The Pitch: Edee (Robin Wright) wants to get away from it all — life, family, civilization. She’s mourning something, or rather, escaping, but we don’t know precisely what. Flashbacks to a husband (Warren Christie), a son, and a concerned sister (Kim Dickens) give us plenty of clues, though. Packing up a U-Haul and driving across the country from Chicago to a remote cabin in Quincy, Wyoming, Edee makes it clear that she wants to be left alone to fend for herself.
Edee sends the truck and U-Haul away, leaving only herself and a sparse collection of canned food to fill her new home. Naturally, the city slicker doesn’t make it long before weather, starvation, and dangerous wildlife force the intervention of a kind stranger named Miguel (Demián Bichir), who helps her back on her feet and teaches her to survive the wild. Together, the two might not just bring Edee back from the brink of grief, but heal each other in the process.
Wright vs. Wild: Land is exactly the kind of directorial debut you’d expect from an actor like Wright, someone with decades of experience in the industry but without a lot of opportunities to put herself front and center. She’s long been an avatar for resilient feminine strength, and her self-reflexive understanding of her own career often finds fun explorations like Ari Folman’s puzzling but poignant The Congress, where Wright plays a digitally-scanned version of herself. Here, rather than run towards the future, Wright pulls back to the primitive survivalism of the frontiers of the past, carving Jesse Chatham and Erin Dignam’s nearly-wordless script into a showcase for her own sharp, soulful visage and the beautiful desolation of nature.

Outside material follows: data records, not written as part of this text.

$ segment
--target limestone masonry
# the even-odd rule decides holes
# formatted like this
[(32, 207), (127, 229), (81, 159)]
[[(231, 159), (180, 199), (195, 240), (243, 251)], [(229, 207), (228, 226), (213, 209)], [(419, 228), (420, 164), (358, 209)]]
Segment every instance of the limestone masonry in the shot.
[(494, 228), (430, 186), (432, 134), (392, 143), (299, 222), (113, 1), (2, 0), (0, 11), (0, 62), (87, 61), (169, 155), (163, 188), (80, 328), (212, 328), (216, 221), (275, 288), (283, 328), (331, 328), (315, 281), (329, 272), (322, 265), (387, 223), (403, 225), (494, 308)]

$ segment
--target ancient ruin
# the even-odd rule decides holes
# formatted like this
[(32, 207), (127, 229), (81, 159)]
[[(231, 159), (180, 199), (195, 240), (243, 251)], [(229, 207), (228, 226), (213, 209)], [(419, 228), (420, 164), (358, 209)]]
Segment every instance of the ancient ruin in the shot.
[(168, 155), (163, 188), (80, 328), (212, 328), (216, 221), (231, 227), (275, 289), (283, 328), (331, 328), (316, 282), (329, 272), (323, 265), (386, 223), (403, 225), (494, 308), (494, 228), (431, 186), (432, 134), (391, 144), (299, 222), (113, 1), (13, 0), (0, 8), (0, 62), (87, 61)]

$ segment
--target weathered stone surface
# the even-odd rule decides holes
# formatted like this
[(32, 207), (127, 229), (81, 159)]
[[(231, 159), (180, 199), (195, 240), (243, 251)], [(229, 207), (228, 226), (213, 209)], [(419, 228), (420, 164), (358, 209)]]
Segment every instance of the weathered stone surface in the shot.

And, indeed, in the first half of Land, we get a glimmer of the minimalist splendor Wright is going for as she silently grieves and goes about her business setting up her lonely little cabin as a shrine to her anguish. Cinematographer Bobby Bukowski floats us in the crisp majesty of the Wyoming countryside, panning over the snow-capped mountains and beautifully verdant meadows, allowing us to revel in the same kind of eye-candy Edee wants to spend (presumably) her final days in. It’s a gilded tomb Edee wants to slowly die in,
Time for Three: Aiding Bukowski’s sun-dappled visuals is the score by Ben Sollee and Time for Three, a lush collection of folk-soaked cues that both immerse viewers in Edee’s neo-Western environment and touch on the aching, unrelenting pain Wright stuffs into every wounded gesture and expression. Plucked strings and double bass permeate the score’s texture, the occasional discordant string leaving a pang of unease in the film’s otherwise-lush textures — echoing, presumably, Edee’s aimless drifting through the rocky currents of her grief.

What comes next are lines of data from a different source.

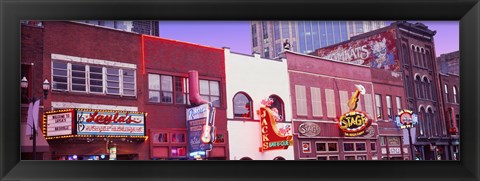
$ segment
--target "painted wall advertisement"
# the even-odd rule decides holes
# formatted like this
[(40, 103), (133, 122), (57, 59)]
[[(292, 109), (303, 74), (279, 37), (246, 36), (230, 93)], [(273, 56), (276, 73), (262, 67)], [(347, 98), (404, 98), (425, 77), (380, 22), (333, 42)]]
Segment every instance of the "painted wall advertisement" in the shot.
[[(213, 119), (208, 104), (187, 109), (188, 157), (205, 158), (206, 151), (212, 149), (213, 130), (209, 119)], [(210, 126), (210, 127), (209, 127)]]
[(341, 62), (399, 71), (396, 39), (396, 30), (391, 28), (363, 39), (319, 49), (315, 55)]
[(46, 136), (71, 135), (73, 127), (73, 110), (59, 111), (56, 113), (47, 112), (44, 115), (46, 123)]
[(78, 109), (76, 116), (78, 135), (145, 136), (145, 113)]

See Ya, Yoda: But of course, it’s when Bichir arrives as Edee’s wise but unassuming platonic mentor and friend that Land both opens up and closes down, lending some much-needed dynamism while paradoxically highlighting the film’s disappointing nudge into formula. To his credit, Bichir is a welcome screen partner with Wright, both of them saying volumes with little more than knowing glances and the occasional a capella rendition of Tears for Fears’ “Everybody Wants to Rule the World.” (What is it with Sundance flicks and that song?) He’s kind, helpful, and curious about Edee, though more as a reflection of his own grief — the two bond over lost family — than anything resembling romance.
Unfortunately, as winsome as they are together, these acts are when Land largely abandons its formal ambition for more conventional sentiment, leading up to a mawkish conclusion as tearjerking as it is manipulative. Suffice to say, Land‘s final scenes cement Miguel largely as a narrative device to help a white woman heal from tragedy and move forward on her own, which feels a disservice to the actors’ impressive work (and Wright’s deft direction of them both).
The Verdict: In a way, we’ve all spent the last year as Edee — locked away from everyone else, mourning the loss of the lives we used to have, and learning how to exist in our own thoughts and spaces in ways we never had to before. At its best, Land nails that contemplative sense of loss, and our collective yearning to connect with others. But for all its gorgeous visuals, comforting score, and strong non-verbal performances, there’s just not quite enough there at the script level to make Land‘s broader points, well, land. Capturing the tedium of solitude is certainly a deliberate aim, and Wright shows a deft hand in the director’s chair (one wonders what she’d do with a sophisticated ensemble drama or thriller; she strikes one as a skillful actor’s director). But as a 21st-century retread of Jeremiah Johnson, Land is a bit too nonspecific to invite you in.
Where’s It Playing? Land takes some alone time in theaters February 12th courtesy of Focus Features.